This lack of knowledge is good for us. It gives us a lot of latitude when making our genuine vintage Otto Link Tone Edge ligature. Various sites on the internet show various configurations and claim that the "real" Otto Link Tone Edge ligatures changed over the years. And they did. Which should make it really easy for us to make one for ourselves.
But first, let's look at a little reality (some of you may want to skip this section). Mr. Otto Link did not "make" ligatures. Just like Mr. Link did not "make" mouthpieces. Link purchased blanks for both ligatures and mouthpieces from suppliers. The ligatures were probably purchased from AP&M (American Plating and Manufacturing Co.) a company that is still in business and still makes ligatures. Just like JJ Babbitt (the source of Link's mouthpiece blanks), AP&M will make you blank ligatures that don't have the AP&M logo on them. You can them customize them to your own standards. We are going to customize ours in the same way as did Mr. Link and others. People think that only Mr. Link stamped "A" and "T" on his ligatures back in the day. They are wrong.

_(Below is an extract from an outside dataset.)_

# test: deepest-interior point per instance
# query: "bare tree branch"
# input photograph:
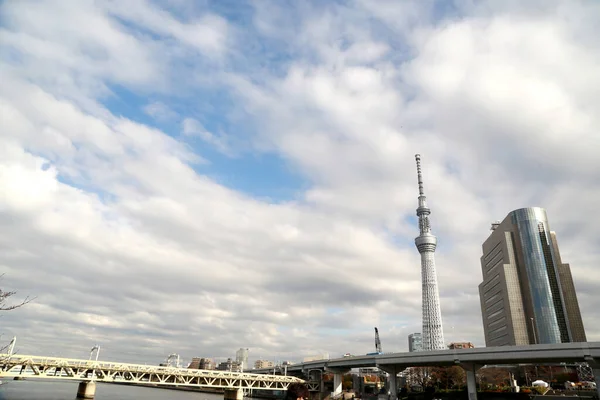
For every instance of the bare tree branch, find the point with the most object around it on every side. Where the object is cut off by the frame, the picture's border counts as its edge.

Here's the AP&M logo on an old ligature. You can enlarge any picture by clicking on it. These are usually $10-15 on sites like Ebay. Even better is to buy one that's on an old mouthpiece that interests you.
I should note that this ligature originally had some lacquer on it. Like most of my official rare vintage Link ligatures, it showed up free in the bottom of an old case. To make it rare, I simply call it rare. To make it "vintage," I boiled it. When removed from the hot water, you just wait a few minutes and the lacquer falls off. You can see the lacquer flaking off in this picture. I talked about lacquer removal on the entire saxophone in this blog.
That's more like it. It's now worth $150 more because it's also a real vintage Link ligature.